Before we were married, Kathleen gave me a book on the Pre-Raphaelites. At the time I had never heard of them. She instinctively knew I'd like them, and I did. The Pre-Rapahaelite Brotherhood was a school of artists in the late nineteenth and early twentieth century which held that the painter Raphael had corrupted painting through his use of classical poses. The Brotherhhod particularly rejected the Mannerist school of painting as mechanistic. Whatever their philosophy, the pre-Rapahelites gave us incredible detail and brilliant use of color. Their themes could be overly sentimental, but their best work shows emphasizes the beauty of nature and the human form. And just sometimes they give us a glimpse into the soul.
One favorite theme of the Pre-Raphelites was the Arthurian cycle of legend, and its many interpretations. Alfred, Lord Tennyson's poem, "The Lady of Shalott," loosely based on the Arthurian legend of Elaine of Astolat, was the subject of several pre-Raphaelite paintings, including three by John William Waterhouse. The poem tells of a woman who is confined to a tower, and is cursed to weave a magic web without looking at the world. When Sir Lancelot passes by her tower, she is so enamored of him that she abandons her loom and sets off in a boat to pursue the knight. Because of the curse, she dies before reaching Camelot.

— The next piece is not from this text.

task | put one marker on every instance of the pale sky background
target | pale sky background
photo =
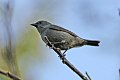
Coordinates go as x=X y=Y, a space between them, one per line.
x=90 y=19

"'I am Half Sick of Shadows,' said the "Lady of Shalott," pictured above, illustrates the following stanza:
But in her web she still delights
To weave the mirror's magic sights,
For often thro' the silent nights
A funeral, with plumes and lights
And music, went to Camelot:
Or when the moon was overhead,
Came two young lovers lately wed:
"I am half sick of shadows," said
The Lady of Shalott.
The painting now hangs in the Art Gallery of Ontario in Toronto. A larger copy of the painting can be found here. And yes, I fell in love with the woman at the loom the first time I saw the painting. Kathleen doesn't have a lot to worry about. For one thing, the woman's hair and figure are very much like Kathleen's And for another, the painting is from 1916, and the model for the picture has surely passed on.